Mendeleev's predicted elements

Dmitri Mendeleev published a periodic table of the chemical elements in 1869 based on properties that appeared with some regularity as he laid out the elements from lightest to heaviest.[1] When Mendeleev proposed his periodic table, he noted gaps in the table and predicted that as-then-unknown elements existed with properties appropriate to fill those gaps. He named them eka-boron, eka-aluminium and eka-silicon with atomic masses 44, 68 and 72 respectively.


To give provisional names to his predicted elements, Mendeleev used the prefixes eka-,[note 1] dvi-, and tri-, from the Sanskrit names of digits 1, 2, and 3,[3] depending upon whether the predicted element was one, two, or three places down from the known element of the same group in his table. For example, germanium was called eka-silicon until its discovery in 1886, and rhenium was called dvi-manganese before its discovery in 1926.
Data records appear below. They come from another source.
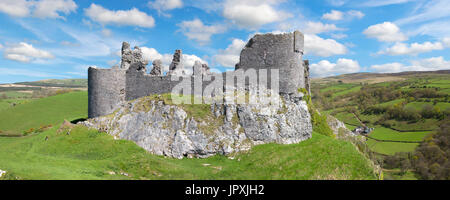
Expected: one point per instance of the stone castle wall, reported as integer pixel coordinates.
(107, 88)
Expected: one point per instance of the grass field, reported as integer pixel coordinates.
(390, 148)
(46, 111)
(397, 130)
(88, 154)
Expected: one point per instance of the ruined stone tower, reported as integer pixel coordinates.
(107, 88)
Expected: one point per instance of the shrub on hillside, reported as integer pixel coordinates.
(432, 158)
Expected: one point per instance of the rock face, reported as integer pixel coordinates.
(172, 130)
(156, 71)
(338, 127)
(132, 58)
(200, 69)
(176, 67)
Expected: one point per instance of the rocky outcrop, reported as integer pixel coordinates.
(200, 69)
(176, 67)
(132, 58)
(157, 68)
(163, 128)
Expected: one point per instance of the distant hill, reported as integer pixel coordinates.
(66, 83)
(368, 77)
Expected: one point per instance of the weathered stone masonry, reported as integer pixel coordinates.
(108, 88)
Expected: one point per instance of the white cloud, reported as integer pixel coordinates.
(413, 49)
(326, 68)
(356, 13)
(389, 67)
(50, 8)
(230, 56)
(164, 5)
(41, 9)
(151, 54)
(385, 32)
(333, 15)
(446, 42)
(15, 8)
(318, 46)
(24, 52)
(251, 14)
(429, 64)
(132, 17)
(28, 73)
(196, 30)
(336, 15)
(338, 35)
(106, 32)
(319, 27)
(431, 10)
(378, 3)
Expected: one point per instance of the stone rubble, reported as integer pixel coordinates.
(166, 129)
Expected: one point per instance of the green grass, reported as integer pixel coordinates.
(395, 174)
(419, 105)
(51, 110)
(8, 103)
(58, 83)
(338, 87)
(382, 133)
(424, 124)
(344, 92)
(87, 154)
(390, 148)
(16, 94)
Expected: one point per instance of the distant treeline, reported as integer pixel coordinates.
(41, 84)
(431, 160)
(6, 89)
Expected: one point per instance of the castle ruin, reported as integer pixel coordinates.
(108, 88)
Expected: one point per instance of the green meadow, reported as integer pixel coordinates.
(88, 154)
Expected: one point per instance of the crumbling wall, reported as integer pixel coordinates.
(277, 51)
(106, 90)
(109, 87)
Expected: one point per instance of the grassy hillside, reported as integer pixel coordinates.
(71, 83)
(402, 107)
(46, 111)
(88, 154)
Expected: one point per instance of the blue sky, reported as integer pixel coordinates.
(43, 39)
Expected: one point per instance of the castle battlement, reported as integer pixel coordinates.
(108, 88)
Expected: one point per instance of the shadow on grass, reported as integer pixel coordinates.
(75, 121)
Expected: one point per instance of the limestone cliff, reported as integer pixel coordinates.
(163, 128)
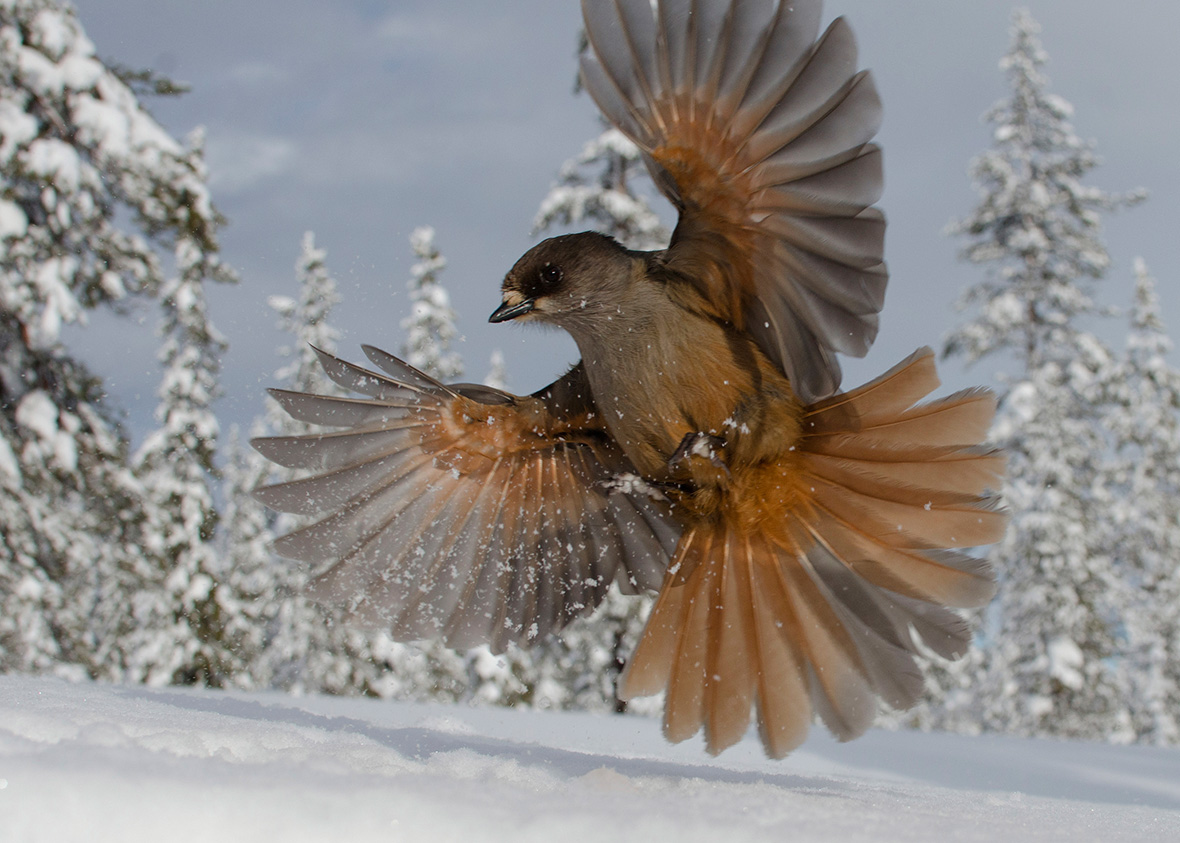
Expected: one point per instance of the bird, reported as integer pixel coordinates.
(806, 544)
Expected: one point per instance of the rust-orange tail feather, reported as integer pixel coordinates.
(820, 614)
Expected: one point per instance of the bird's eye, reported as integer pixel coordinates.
(551, 274)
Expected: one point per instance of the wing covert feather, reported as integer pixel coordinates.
(464, 513)
(760, 134)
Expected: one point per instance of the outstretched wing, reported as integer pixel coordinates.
(760, 136)
(463, 513)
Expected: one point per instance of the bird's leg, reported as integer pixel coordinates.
(699, 444)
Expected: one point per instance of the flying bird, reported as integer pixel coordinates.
(802, 541)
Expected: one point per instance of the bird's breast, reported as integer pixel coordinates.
(660, 384)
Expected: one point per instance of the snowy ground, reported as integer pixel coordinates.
(102, 763)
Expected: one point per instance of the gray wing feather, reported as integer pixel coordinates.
(786, 117)
(420, 537)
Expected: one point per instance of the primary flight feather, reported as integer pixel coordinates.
(802, 541)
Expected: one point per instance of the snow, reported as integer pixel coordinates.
(112, 763)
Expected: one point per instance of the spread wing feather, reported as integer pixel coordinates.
(451, 511)
(760, 135)
(820, 613)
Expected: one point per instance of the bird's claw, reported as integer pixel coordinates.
(699, 444)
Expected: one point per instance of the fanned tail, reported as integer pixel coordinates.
(820, 610)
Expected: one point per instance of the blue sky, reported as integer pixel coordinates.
(361, 119)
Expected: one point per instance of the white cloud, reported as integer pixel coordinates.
(240, 161)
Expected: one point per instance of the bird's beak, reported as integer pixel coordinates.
(511, 309)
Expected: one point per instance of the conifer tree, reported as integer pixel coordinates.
(183, 635)
(92, 189)
(601, 187)
(1145, 419)
(1055, 625)
(430, 327)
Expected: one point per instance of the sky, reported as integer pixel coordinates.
(361, 119)
(110, 764)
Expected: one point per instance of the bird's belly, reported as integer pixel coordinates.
(650, 406)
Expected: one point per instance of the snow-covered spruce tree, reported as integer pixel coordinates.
(287, 639)
(91, 187)
(430, 327)
(1054, 629)
(290, 642)
(427, 670)
(184, 610)
(1145, 419)
(598, 187)
(602, 188)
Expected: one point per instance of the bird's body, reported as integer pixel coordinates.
(801, 540)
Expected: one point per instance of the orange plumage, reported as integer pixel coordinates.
(802, 541)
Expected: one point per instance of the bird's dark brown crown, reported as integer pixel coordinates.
(556, 265)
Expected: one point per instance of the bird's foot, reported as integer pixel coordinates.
(699, 444)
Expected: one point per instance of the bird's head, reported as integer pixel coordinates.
(566, 280)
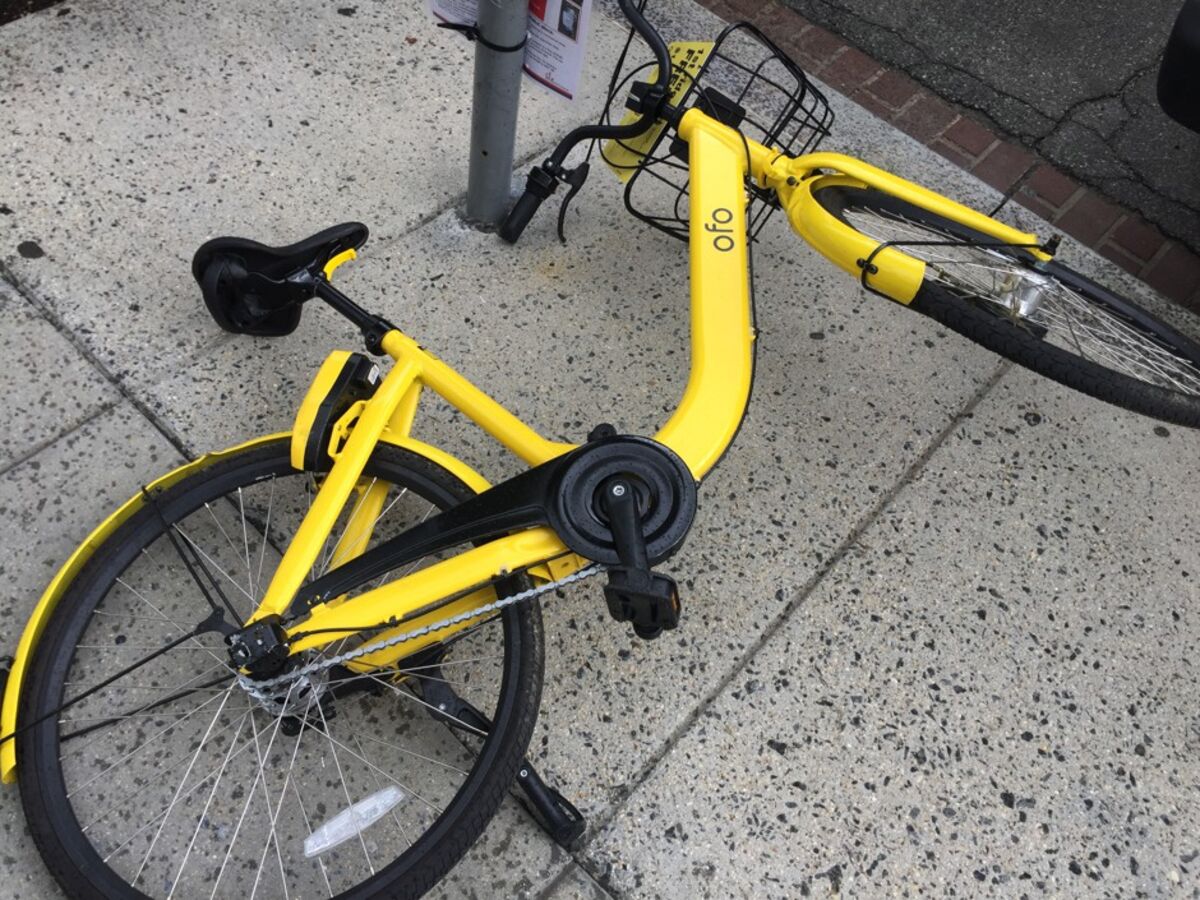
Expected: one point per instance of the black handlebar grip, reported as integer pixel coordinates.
(519, 216)
(539, 186)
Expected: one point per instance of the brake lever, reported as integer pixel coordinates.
(575, 178)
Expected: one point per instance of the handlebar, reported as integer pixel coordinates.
(544, 179)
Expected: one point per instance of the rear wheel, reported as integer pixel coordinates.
(175, 781)
(1045, 317)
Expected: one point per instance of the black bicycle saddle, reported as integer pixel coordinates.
(252, 289)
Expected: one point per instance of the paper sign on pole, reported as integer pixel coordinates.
(558, 31)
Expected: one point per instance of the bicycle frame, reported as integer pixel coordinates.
(699, 431)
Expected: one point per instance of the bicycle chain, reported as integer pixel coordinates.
(257, 689)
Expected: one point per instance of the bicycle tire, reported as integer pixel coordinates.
(1162, 366)
(72, 856)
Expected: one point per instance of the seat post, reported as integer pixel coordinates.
(372, 327)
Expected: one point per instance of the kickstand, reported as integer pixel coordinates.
(553, 813)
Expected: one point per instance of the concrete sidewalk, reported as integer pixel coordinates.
(939, 612)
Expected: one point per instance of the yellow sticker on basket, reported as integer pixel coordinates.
(687, 59)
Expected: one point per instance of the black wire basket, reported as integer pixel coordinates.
(750, 84)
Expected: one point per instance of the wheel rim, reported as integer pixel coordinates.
(1048, 307)
(185, 785)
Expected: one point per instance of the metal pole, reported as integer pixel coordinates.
(493, 115)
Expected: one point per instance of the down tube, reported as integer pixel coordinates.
(721, 333)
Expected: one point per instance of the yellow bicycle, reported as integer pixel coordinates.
(311, 664)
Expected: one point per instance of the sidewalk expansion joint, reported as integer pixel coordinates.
(82, 348)
(102, 409)
(799, 595)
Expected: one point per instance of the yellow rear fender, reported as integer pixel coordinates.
(66, 574)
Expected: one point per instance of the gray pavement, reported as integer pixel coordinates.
(937, 611)
(1074, 82)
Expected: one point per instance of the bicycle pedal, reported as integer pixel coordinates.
(648, 600)
(555, 814)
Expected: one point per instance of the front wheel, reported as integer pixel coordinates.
(172, 780)
(1044, 317)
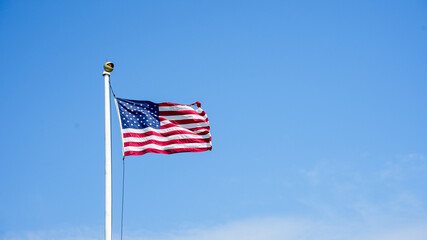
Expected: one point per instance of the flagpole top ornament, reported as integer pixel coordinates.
(109, 66)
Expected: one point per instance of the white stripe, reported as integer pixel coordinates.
(150, 129)
(164, 139)
(186, 116)
(188, 125)
(172, 146)
(180, 108)
(176, 108)
(200, 130)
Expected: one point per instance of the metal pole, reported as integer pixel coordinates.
(108, 198)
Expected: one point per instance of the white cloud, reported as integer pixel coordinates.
(258, 229)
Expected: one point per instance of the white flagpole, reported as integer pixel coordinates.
(108, 196)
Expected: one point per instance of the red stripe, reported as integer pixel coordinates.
(169, 125)
(187, 121)
(183, 112)
(166, 104)
(169, 151)
(159, 143)
(152, 133)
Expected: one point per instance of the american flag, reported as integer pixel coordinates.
(167, 128)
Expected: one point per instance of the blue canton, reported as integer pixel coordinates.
(138, 114)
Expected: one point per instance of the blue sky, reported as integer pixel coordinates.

The eka- prefix was used by other theorists, and not only in Mendeleev's own predictions. Before the discovery, francium was referred to as eka-caesium, and astatine as eka-iodine. Sometimes, eka- is still used to refer to some of the transuranic elements, for example, eka-actinium (or dvi-lanthanum) for unbiunium. But current official IUPAC practice is to use a systematic element name based on the atomic number of the element as the provisional name, instead of being based on its position in the periodic table as these prefixes require.